Roderick Craig Broadway (born April 9, 1955) is an American former college football coach. He served as the head football coach at North Carolina Central University from 2003 to 2006, Grambling State University from 2007 to 2010, and North Carolina Agricultural and Technical State University from 2011 to 2017, compiling a career head coaching record of 125–45. He is the only coach to win a black college football national championship at three different schools.

Early life and playing career
Broadway was born April 9, 1955 in Oakboro, North Carolina and attended West Stanly High School. A 1977 graduate of the University of North Carolina at Chapel Hill, Broadway played on the defensive line from 1974 to 1977.  He helped lead the North Carolina Tar Heels to the 1974 Sun Bowl and the 1977 Liberty Bowl.  Broadway earned All-Atlantic Coast Conference honors as a senior in 1977.

Coaching career
Before taking over at Grambling, Broadway was as an assistant coach at the NCAA Division I-A level for 22 years.  In 2002, he took over the struggling football program at North Carolina Central University (NCCU), then an NCAA Division II school in Durham, North Carolina.  The school had gone 2–8 the year before Broadway took over.  Broadway led North Carolina Central Eagles to Central Intercollegiate Athletic Association (CIAA) championships and black national championships, in 2005 and 2006.  During his final three seasons at NCCU Broadway had a combined record of 29–4.  He closed out his tenure at NCCU with a record of 33–11.

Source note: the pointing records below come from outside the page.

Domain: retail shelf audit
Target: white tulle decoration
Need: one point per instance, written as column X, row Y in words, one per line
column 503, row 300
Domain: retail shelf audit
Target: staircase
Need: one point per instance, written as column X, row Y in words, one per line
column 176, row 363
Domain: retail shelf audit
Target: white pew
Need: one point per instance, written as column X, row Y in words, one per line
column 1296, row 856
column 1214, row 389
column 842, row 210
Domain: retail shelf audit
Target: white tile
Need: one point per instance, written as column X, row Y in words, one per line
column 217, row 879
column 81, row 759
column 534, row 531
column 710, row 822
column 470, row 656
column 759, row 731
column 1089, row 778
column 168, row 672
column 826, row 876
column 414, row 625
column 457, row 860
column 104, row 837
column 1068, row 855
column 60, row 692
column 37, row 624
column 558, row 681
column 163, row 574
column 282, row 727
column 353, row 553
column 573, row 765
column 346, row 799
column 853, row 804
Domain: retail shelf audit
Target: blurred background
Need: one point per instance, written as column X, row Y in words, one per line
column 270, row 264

Broadway became the head football coach at Grambling State University in 2007.  In his second year at Grambling State, he led the Tigers to an 11–2 record and the 2008 Southwestern Athletic Conference (SWAC) championship and black national championship.

On February 2, 2011, Broadway resigned from his position as head coach at Grambling State University, and the following day it was announced that he accepted the position of head coach at North Carolina A&T. Broadway, replaced Alonzo Lee who was in his second year at the position before his release. In 2015, he led the Aggies to Mid-Eastern Athletic Conference (MEAC) and black national titles.

In 2017, Broadway's NCA&T Aggies capped off a perfect season defeating the once-beaten Grambling Tigers in  the  Celebration to win another black national titles.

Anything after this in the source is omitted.